Pada Kamis, 9 Juli 2026, sekitar pukul 13.00 Wita, Bhabinkamtibmas Desa Cakura, AIPTU Agus, melaksanakan kegiatan pembinaan dan pengajian bersama ibu-ibu jamaah Majelis Taklim di Masjid Nurul Yaqin, Dusun Jenelimbua, Desa Cakura, Kecamatan Polong Selatan, Kabupaten Takalar.
Kegiatan berlangsung dalam suasana penuh kekeluargaan, diwarnai kajian keagamaan sekaligus dialog yang membangun kedekatan antara kepolisian dan masyarakat.
Tak sekadar menghadiri pengajian, AIPTU Agus memanfaatkan momentum tersebut untuk menyampaikan pesan-pesan kamtibmas.
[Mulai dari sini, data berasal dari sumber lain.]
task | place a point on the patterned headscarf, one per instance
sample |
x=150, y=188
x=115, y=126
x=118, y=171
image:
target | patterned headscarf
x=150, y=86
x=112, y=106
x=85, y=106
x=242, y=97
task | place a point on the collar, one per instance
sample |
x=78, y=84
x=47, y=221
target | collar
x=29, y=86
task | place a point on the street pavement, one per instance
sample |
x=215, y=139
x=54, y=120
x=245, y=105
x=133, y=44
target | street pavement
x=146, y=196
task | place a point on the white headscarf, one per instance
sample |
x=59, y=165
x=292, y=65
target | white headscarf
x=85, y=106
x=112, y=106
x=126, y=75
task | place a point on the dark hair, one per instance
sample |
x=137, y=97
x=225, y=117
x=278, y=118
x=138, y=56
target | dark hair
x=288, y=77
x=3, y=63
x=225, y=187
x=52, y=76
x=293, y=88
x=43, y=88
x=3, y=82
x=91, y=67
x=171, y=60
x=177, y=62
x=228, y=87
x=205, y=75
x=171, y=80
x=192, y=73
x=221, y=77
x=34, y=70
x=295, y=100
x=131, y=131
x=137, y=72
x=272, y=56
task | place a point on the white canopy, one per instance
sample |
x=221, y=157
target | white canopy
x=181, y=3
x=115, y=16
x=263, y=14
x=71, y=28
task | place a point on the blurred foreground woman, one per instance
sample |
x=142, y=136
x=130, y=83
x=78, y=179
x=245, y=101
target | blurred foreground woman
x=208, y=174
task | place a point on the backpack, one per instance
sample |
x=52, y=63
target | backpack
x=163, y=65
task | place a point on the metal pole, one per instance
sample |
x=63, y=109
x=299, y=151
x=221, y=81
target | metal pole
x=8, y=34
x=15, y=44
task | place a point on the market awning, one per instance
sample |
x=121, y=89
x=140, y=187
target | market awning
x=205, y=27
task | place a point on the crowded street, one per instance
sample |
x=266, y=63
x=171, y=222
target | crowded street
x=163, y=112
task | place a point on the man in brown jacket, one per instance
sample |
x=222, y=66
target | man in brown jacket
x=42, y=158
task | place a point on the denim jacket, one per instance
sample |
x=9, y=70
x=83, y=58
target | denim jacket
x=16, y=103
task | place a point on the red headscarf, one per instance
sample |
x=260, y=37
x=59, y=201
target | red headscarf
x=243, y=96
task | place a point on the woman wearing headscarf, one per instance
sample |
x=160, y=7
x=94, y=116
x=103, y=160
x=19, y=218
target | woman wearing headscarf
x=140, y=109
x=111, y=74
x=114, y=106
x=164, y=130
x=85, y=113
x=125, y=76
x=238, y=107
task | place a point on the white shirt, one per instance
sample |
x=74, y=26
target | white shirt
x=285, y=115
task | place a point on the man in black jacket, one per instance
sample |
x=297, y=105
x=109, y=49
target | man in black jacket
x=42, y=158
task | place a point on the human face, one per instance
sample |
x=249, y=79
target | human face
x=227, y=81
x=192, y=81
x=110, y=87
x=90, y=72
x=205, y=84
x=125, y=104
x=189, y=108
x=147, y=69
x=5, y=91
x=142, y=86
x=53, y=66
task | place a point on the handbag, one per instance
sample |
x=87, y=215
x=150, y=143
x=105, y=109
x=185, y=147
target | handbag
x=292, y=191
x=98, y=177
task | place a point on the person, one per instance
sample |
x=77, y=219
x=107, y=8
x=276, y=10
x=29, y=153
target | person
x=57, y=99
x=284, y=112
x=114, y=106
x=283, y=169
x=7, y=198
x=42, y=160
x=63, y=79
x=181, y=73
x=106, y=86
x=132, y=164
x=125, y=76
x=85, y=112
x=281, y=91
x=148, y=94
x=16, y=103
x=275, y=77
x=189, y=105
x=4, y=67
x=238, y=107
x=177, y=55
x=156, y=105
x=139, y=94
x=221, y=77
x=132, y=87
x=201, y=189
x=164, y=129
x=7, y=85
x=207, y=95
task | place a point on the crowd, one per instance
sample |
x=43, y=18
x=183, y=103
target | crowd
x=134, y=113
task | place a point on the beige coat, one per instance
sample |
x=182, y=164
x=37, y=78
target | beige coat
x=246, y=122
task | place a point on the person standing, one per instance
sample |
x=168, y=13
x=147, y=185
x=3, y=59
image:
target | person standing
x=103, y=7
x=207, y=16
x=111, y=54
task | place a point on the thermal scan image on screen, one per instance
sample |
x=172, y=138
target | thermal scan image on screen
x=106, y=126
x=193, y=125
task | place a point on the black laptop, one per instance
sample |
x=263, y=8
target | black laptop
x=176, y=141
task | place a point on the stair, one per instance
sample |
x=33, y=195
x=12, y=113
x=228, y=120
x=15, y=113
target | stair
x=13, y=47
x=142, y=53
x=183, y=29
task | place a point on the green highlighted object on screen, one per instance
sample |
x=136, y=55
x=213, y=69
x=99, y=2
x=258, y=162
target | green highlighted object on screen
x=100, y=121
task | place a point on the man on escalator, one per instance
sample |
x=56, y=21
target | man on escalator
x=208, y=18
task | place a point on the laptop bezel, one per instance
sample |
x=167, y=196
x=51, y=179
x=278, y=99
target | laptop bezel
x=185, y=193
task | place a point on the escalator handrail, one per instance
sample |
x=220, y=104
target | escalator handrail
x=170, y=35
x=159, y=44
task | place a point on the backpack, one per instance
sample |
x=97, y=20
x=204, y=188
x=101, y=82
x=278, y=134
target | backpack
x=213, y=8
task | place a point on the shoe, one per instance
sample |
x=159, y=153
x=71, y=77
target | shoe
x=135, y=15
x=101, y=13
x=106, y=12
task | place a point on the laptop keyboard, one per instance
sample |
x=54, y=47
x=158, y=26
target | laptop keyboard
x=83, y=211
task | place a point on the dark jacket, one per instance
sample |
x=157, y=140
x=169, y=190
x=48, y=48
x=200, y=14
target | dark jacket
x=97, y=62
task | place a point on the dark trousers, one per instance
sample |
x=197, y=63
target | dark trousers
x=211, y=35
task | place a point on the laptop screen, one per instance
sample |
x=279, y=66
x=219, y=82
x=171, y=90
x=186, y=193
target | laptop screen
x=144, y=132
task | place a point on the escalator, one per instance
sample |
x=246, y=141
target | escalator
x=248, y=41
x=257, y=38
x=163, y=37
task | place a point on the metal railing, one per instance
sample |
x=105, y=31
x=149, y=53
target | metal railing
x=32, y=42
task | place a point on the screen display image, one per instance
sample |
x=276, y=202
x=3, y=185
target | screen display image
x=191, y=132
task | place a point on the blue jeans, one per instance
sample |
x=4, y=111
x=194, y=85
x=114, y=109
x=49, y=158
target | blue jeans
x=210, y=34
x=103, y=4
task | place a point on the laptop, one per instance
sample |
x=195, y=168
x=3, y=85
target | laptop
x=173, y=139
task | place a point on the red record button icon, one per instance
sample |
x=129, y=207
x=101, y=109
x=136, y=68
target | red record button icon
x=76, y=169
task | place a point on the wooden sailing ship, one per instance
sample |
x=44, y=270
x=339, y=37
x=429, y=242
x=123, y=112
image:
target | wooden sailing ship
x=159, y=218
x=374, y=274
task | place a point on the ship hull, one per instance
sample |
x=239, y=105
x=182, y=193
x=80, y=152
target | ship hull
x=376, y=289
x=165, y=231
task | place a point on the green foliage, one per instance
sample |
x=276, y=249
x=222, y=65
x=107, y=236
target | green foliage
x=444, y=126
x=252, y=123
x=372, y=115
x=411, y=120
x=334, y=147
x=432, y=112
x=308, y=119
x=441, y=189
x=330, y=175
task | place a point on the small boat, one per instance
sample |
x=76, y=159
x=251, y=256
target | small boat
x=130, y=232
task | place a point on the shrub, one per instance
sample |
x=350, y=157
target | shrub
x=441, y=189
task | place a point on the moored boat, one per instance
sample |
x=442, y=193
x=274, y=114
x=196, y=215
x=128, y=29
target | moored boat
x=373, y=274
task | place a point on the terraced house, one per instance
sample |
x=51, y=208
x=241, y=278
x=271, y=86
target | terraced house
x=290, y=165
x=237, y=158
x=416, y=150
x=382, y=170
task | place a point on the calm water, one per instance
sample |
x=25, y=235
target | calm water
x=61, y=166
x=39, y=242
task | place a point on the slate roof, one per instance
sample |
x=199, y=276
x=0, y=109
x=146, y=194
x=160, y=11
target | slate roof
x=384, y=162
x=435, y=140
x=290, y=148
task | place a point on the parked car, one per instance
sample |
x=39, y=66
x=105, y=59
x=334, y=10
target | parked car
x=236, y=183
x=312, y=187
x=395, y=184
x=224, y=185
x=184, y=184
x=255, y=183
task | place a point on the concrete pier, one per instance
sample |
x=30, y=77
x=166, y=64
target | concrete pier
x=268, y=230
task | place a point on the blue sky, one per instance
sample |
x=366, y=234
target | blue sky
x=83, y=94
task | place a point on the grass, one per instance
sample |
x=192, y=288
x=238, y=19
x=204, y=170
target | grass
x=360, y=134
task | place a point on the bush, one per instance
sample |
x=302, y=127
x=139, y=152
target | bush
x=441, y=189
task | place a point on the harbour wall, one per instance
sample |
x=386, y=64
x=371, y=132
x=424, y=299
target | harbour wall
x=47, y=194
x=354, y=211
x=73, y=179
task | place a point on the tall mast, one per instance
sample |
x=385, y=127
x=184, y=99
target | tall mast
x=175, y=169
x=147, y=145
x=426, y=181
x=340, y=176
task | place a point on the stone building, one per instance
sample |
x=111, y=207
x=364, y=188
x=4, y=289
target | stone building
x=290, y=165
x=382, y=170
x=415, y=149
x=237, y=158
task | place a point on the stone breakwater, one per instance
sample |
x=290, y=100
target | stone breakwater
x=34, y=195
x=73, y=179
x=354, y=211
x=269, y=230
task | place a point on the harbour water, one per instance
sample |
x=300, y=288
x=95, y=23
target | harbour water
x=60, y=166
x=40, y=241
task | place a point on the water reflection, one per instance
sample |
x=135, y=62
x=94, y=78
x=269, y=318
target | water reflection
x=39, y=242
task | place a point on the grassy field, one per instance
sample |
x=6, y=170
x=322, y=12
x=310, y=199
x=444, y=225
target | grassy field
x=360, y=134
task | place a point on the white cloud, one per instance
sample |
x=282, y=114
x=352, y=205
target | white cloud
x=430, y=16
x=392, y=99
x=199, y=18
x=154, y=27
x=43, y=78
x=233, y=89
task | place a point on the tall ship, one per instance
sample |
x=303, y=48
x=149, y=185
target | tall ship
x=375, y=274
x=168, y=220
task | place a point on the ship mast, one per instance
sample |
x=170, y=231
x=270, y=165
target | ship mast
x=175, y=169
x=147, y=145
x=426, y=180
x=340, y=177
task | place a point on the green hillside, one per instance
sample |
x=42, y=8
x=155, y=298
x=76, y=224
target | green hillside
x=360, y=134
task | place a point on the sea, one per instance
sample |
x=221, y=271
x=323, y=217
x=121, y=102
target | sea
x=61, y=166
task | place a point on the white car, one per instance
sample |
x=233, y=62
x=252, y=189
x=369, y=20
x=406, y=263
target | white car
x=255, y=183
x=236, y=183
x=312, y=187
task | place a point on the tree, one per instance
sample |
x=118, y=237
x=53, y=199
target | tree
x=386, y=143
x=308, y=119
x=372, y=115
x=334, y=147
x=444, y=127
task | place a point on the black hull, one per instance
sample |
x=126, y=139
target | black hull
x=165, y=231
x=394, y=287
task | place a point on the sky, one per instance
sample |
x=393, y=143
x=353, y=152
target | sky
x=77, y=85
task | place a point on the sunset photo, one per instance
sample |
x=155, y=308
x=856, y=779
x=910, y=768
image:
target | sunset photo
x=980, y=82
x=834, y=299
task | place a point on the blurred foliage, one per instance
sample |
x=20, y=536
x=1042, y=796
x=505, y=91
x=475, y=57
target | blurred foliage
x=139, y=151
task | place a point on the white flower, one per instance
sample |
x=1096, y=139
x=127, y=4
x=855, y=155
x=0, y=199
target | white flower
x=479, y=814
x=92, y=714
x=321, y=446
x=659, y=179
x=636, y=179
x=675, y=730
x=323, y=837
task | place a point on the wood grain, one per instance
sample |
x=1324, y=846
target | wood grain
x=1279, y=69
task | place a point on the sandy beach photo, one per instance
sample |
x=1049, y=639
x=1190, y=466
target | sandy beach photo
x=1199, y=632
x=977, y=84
Ia mengajak para jamaah agar terus menjaga kerukunan, meningkatkan kepedulian terhadap lingkungan, serta tidak ragu menyampaikan informasi kepada kepolisian apabila menemukan potensi gangguan keamanan di wilayahnya.
Dalam kesempatan yang sama, Bhabinkamtibmas juga mengajak para ibu rumah tangga untuk memanfaatkan lahan pekarangan sebagai sumber ketahanan pangan keluarga.
Menanam berbagai jenis sayuran maupun mengembangkan usaha peternakan skala rumah tangga dinilai mampu membantu memenuhi kebutuhan keluarga sekaligus memberikan nilai ekonomi tambahan.
Kapolsek Polong Selatan, AKP Kaharuddin, SH, mengatakan bahwa kegiatan pembinaan yang dilakukan Bhabinkamtibmas merupakan bagian dari strategi Polri dalam membangun keamanan melalui pendekatan yang lebih dekat dengan masyarakat.
Menurutnya, masjid dan majelis taklim bukan hanya menjadi tempat memperkuat nilai-nilai keagamaan, tetapi juga ruang efektif untuk menanamkan kesadaran kolektif dalam menjaga situasi kamtibmas yang aman dan kondusif.
“Kami ingin kehadiran Polri dirasakan tidak hanya ketika terjadi persoalan keamanan, tetapi juga dalam kegiatan-kegiatan pembinaan masyarakat. Melalui majelis taklim, pesan-pesan kamtibmas dapat tersampaikan secara lebih humanis, sehingga tumbuh partisipasi masyarakat dalam menciptakan lingkungan yang aman, damai, dan harmonis,” ujar AKP Kaharuddin.
Lebih lanjut, ia menegaskan bahwa ajakan memanfaatkan pekarangan rumah merupakan bentuk dukungan Polri terhadap program ketahanan pangan nasional.
Menurutnya, peran ibu-ibu sangat strategis dalam membangun kemandirian pangan di tingkat keluarga melalui budidaya tanaman produktif maupun peternakan sederhana yang dapat meningkatkan kesejahteraan rumah tangga.
“Ketahanan pangan dimulai dari keluarga. Bila setiap rumah mampu memanfaatkan pekarangannya secara produktif, bukan hanya kebutuhan pangan yang lebih terjamin, tetapi juga akan lahir keluarga-keluarga yang lebih mandiri secara ekonomi. Karena itu, kami akan terus mendorong Bhabinkamtibmas untuk menjadi penggerak dan motivator di tengah masyarakat,” tutup AKP Kaharuddin.